Virginia is making drastic changes which could alter the sports gambling realm.
On Jan. 23, SB 1126 was introduced by State Sen. Louise Lucas. It was then passed by the Committee on General Laws and Technology by a 9-3-1 vote.
On March 22, Gov. Ralph Northam signed the bill, which authorized a gaming study that could further the floodgates to casino gambling and online poker in the entire state.
This bill is impactful because it allows the Virginia Lottery Board to control casino gaming in the Commonwealth. The casino gaming is limited to a few cities that follow the principles described in the bill. Then, each city must vote on whether to allow casino gaming there.
Before Dec. 1, 2019 (the deadline for the report to be sent to the Chairman of the Senate Committee on General Laws Technology as well as the House Committee on General Laws), SB 1126 directs the Joint Legislative Audit and Review Commission to put together a review of the laws regarding casino gaming in other states where it is legal.
Per SB 1126 this is laid out:
“The bill contains enactment clauses that prohibit (i) any referendum from being held prior to the publication of the JLARC findings and recommendations regarding casino gaming or after January 1, 2021, and (ii) the Board from issuing a license to operate a gaming operation before July 1, 2020. The bill also provides that amendments to the Code of Virginia that are made in the bill will not become effective unless reenacted by the 2020 Session of the General Assembly.”
Though Northam signed the bill, the fate of gaming in Virginia will come down to the study’s findings and the residents of the cities in question. Most governors pitch these kinds of moves as huge revenue boosts and jobs. That is exactly what Northam is doing to get this initiative going.

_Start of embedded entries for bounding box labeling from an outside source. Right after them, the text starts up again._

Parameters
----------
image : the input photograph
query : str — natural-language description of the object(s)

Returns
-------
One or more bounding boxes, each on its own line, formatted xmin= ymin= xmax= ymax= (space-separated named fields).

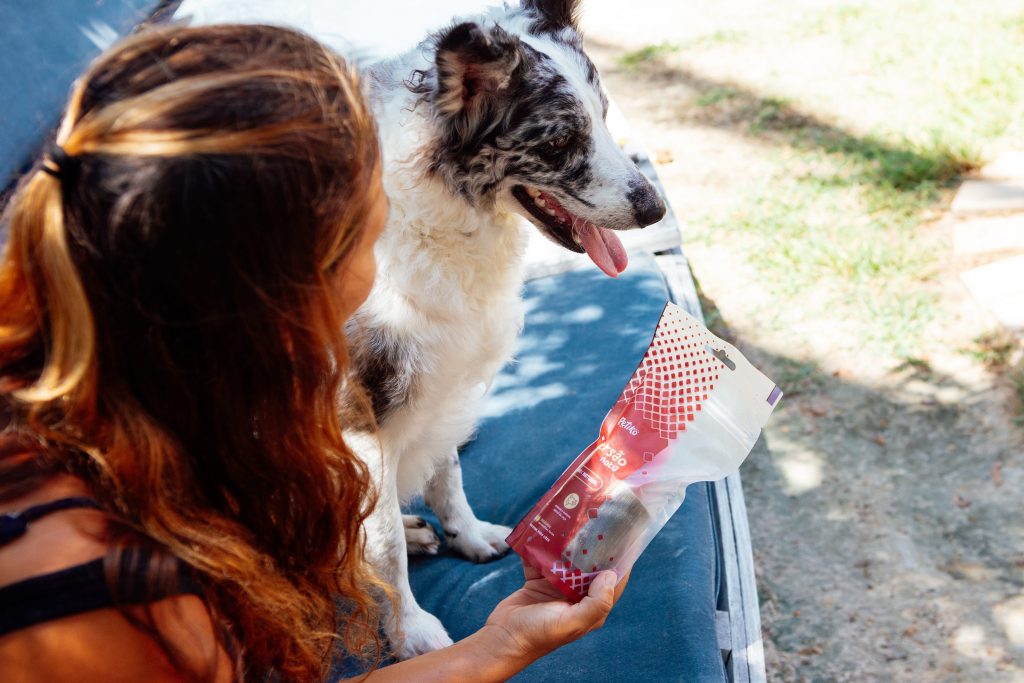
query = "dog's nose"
xmin=629 ymin=178 xmax=666 ymax=227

Many states now have legal casinos and Virginia is fighting for just that. Once again, this bill does not in fact legalize gambling and this review that is underway will be very important as findings are reported.
It could be a while, but the odds are in Virginia’s favor for this bill to pass.
The first step is a second passage by the General Assembly next January. All 40 seats in the state Senate and all 100 in the House of Delegates are up for election in November. So the State General Assembly could be drastically different than the one that passed the gaming study provision this spring.
Casinos likely would not even start construction for two years and online gaming might not even start anytime soon in Virginia. But the process is on track and many in Virginia are making it a priority right now.